The irony of his lyrics that work as counterpoint to more serious compositions. The way he managed to fit in desecrating lyrics, that were extremely amusing and that he used to mock the American media, to fight is civil battle against censorship.
How did ‘Summer 82: When Zappa came to Sicily’ come to life?
It was a very particular moment of my life, my father suddenly became ill and this determined a transition in my life, since he died soon after our trip. During his sickness Zappa was on tour in Italy and I was on military service in Pordenone, but I decided I wanted to attend the concert in my city, on the day of my birthday. Unfortunately I didn’t make it in time, but I took this long road trip with my dad, that turned out to be a very spiritual journey for us, since we recuperated our father and son relationship.
In the documentary, your personal story runs in parallel to Frank’s concert in Sicily…
That was a sort of counterpoint too, with some melodramatic flair, but Zappa lightens up the heart-rending journey I had with my father.
In the making of the movie how was it to spend time with the “Zappas?”
Fantastic! His children are wonderful. I met his son Dweezil for the first time in Naples, he had a concert ‘Zappa plays Zappa’ and then he started to play, his face changed into something heavenly, as he played his father’s music. After that I also got to meet Frank’s daughters Diva and Moon Unit and his wife Gail. While shooting the documentary I took Dweezil in a recording studio and I gave him a fender and we jammed a little. He vents his emotion through music. I used some of the pieces we recorded in Partinico for the documentary’s soundtrack.

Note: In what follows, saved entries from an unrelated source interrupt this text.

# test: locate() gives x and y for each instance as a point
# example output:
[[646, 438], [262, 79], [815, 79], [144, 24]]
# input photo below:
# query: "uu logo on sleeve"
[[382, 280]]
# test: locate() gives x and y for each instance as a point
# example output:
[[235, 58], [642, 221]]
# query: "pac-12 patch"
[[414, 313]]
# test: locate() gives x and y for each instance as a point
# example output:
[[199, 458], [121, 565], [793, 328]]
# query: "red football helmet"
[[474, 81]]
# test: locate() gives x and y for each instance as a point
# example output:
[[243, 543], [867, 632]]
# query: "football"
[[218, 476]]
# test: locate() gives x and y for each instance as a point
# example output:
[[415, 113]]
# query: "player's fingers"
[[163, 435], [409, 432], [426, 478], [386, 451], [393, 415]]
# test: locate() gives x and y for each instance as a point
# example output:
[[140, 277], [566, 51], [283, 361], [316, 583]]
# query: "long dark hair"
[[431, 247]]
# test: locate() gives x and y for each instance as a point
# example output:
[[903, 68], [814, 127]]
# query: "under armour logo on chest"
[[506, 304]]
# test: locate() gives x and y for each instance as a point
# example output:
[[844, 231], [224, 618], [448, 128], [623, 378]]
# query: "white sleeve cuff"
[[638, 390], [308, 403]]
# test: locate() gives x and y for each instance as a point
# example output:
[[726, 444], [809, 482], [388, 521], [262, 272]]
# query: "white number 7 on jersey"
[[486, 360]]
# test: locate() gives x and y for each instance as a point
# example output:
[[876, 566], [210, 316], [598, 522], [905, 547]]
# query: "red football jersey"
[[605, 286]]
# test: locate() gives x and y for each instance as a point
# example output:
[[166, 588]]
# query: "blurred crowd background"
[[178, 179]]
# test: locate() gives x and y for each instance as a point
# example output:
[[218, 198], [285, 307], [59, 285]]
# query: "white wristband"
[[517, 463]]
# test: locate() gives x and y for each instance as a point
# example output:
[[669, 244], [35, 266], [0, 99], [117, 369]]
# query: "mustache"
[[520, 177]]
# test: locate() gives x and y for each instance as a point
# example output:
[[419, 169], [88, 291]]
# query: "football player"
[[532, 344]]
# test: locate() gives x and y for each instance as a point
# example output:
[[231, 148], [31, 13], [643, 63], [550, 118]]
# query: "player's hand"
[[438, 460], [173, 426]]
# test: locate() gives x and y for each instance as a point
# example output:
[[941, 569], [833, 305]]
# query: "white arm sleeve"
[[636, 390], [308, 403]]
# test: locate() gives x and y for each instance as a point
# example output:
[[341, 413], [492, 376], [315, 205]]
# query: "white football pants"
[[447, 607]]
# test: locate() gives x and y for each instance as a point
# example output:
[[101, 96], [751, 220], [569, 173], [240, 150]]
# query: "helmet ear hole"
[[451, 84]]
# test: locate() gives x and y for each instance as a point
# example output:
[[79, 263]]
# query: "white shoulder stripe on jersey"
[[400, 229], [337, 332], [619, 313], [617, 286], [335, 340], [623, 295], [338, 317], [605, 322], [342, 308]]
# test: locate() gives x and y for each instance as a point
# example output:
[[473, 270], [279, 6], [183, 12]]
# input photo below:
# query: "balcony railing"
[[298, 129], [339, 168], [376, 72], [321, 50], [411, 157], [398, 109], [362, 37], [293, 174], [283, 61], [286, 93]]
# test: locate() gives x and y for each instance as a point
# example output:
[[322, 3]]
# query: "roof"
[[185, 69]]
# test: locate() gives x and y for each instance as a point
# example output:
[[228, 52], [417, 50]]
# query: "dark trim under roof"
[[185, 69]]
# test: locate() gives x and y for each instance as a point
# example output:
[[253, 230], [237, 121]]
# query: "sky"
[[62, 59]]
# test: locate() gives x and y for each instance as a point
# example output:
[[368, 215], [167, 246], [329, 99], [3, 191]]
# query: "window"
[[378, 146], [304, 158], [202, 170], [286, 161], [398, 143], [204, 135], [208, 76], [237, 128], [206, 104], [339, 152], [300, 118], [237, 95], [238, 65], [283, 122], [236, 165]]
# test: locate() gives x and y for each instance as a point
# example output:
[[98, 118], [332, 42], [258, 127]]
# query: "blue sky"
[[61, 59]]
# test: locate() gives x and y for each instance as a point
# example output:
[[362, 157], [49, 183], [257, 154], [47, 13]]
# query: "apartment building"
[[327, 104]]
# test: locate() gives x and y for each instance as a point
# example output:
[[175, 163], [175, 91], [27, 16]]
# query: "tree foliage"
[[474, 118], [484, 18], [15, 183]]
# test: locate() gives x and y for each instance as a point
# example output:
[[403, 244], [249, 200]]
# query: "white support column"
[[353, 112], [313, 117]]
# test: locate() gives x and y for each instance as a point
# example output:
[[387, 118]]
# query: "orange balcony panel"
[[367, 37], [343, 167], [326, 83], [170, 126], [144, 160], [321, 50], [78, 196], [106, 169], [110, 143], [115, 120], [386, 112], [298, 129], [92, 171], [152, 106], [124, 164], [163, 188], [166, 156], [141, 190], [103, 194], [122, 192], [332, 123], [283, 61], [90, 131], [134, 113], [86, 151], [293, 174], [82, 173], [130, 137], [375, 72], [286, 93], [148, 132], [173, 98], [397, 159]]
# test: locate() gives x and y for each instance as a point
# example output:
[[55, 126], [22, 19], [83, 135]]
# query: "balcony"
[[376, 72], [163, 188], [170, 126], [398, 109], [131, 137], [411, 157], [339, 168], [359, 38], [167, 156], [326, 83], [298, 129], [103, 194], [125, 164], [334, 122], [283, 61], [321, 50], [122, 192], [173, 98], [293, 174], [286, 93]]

What was Frank’s perception of Italy as opposed to the one of his family?
Frank describes his impressions of Partinico in the documentary, he registered reality in a very truthful manner, with its pros and cons. He had the ability of giving a very sensitive and deep response of what he saw. As for his family, his children in particular have been very affected by this experience. Some episodes in Italy, have made them discover their origins and will mark them forever.
Frank Zappa’s Man from Utopia came from Italy…
This is key to Frank Zappa’s beliefs. His father had bequeathed him the idea that everything started from Sicily, culture, art. And Frank he always carried this thought with him.
Is it easier to see the beauties of Italy from afar?
This occurs to me when I’m invited to American universities: I fall in love once again with my home country. But it’s always important to have a strong sense of reality, as Gail said in the documentary: to put together contrasting materials. That’s what life is about.